You can iterate the above procedure, but one step is typically required to restore full machine precision.

Alexandre C.
  • 55,948
  • 11
  • 128
  • 197
  • Thank you for this; it is excellent! One quick comment: For my application, the "singular" case is relevant, and checking `beta == 0` can give the wrong answer once the values exceed ~30 bits of precision. Checking `a * e == b * d` is giving better results for me. – Nemo Apr 03 '23 at 21:09
6

Your code is fine; however, it risks loss of precision from any of the four subtractions.

Consider using more advanced techniques such as that used in matfunc.py. That code performs the inversion using a QR decomposition implemented with Householder reflections. The result is further improved with iterative refinement.

Raymond Hettinger
  • 216,523
  • 63
  • 388
  • 485
  • 1
    Yes, I figured it was due to division by a small number, but the subtractions are probably the worse element here! I'll check out that code, thank you very much. It will probably take a little while to translate to C. – Steve Dec 31 '11 at 21:22
6

Don't invert the matrix. Almost always, the thing you're using the inverse to accomplish can be done faster and more accurately without inverting the matrix. Matrix inversion is inherently unstable, and mixing that with floating point numbers is asking for trouble.

Saying C = B . inv(A) is the same as saying you want to solve AC = B for C. You can accomplish this by splitting up each B and C into two columns. Solving A C1 = B1 and A C2 = B2 will produce C.

redxaxder
  • 600
  • 2
  • 8
  • Seems to have done the trick, thank you! The system does seem quite a bit more stable, although I'll note that I was worried since I found that the solution still contains a division by a subtraction as in the formula for the inverse, which can be bad as mentioned by Raymond H. However, it seems to not cause the same divergence, so I suppose it is less prone to introducing errors.
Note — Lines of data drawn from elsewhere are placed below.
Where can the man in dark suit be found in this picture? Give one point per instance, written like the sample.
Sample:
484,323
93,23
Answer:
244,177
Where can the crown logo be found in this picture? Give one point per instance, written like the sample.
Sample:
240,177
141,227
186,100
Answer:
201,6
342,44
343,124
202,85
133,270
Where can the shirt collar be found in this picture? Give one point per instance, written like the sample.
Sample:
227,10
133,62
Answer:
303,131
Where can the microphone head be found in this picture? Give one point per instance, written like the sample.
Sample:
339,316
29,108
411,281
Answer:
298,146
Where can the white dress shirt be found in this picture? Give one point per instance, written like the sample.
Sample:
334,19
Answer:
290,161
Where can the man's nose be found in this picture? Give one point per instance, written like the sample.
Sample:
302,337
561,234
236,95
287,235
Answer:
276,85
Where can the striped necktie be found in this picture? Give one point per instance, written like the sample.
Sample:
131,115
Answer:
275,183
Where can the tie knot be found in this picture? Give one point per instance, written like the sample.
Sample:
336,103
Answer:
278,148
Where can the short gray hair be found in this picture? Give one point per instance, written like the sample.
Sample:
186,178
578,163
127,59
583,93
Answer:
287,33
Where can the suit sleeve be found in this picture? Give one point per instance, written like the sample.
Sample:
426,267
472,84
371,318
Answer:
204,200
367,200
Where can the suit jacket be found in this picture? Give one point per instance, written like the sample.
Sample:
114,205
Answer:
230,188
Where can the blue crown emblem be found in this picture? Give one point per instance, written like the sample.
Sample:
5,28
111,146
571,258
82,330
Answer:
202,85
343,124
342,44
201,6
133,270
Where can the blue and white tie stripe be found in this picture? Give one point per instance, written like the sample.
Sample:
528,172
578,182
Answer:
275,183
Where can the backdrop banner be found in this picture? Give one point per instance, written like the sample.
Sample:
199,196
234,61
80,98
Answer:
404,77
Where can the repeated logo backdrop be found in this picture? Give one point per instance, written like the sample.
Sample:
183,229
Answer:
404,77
This makes some sense, since I am not needing to multiply by a very tiny reciprocal, but instead go directly to the final solution `C`. – Steve Jan 01 '12 at 01:02
  • I'll just post the solution here for posterity: `c00 = -(a11*b00-a10*b01) / (a01*a10-a00*a11); c01 = (a01*b00-a00*b01) / (a01*a10-a00*a11); c10 = (a10*b11-a11*b10) / (a01*a10-a00*a11); c11 = -(a00*b11-a01*b10) / (a01*a10-a00*a11); c20 = (a10*b21-a11*b20) / (a01*a10-a00*a11); c21 = -(a00*b21-a01*b20) / (a01*a10-a00*a11);` – Steve Jan 01 '12 at 01:03
  • Yikes, is there a better way to post the solution? Comments don't allow code blocks? Perhaps I should add it to redxaxder's answer? – Steve Jan 01 '12 at 01:06
1

I agree with Jean-Vicotr that you should probably use the Jacobbian methode. Here's my example:

#Helper functions:
def check_zeros(A,I,row, col=0):
"""
returns recursively the next non zero matrix row A[i]
"""
if A[row, col] != 0:
    return row
else:
    if row+1 == len(A):
        return "The Determinant is Zero"
    return check_zeros(A,I,row+1, col)

def swap_rows(M,I,row,index):
"""
swaps two rows in a matrix
"""
swap = M[row].copy()
M[row], M[index] = M[index], swap
swap = I[row].copy()
I[row], I[index] = I[index], swap

# Your Matrix M
M = np.array([[0,1,5,2],[0,4,9,23],[5,4,3,5],[2,3,1,5]], dtype=float)
I = np.identity(len(M))

M_copy = M.copy()
rows = len(M)

for i in range(rows):
index =check_zeros(M,I,i,i)
while index>i:
    swap_rows(M, I, i, index)
    print "swaped"
    index =check_zeros(M,I,i,i) 

I[i]=I[i]/M[i,i]
M[i]=M[i]/M[i,i]   

for j in range(rows):
    if j !=i:
        I[j] = I[j] - I[i]*M[j,i]
        M[j] = M[j] - M[i]*M[j,i]
print M
print I  #The Inverse Matrix
moldovean
  • 3,132
  • 33
  • 36
1

Use the Jacobi method, which is an iterative method that involves "inverting" only the main diagonal of A, which is very straightforward and less prone to numerical instability than inverting the whole matrix.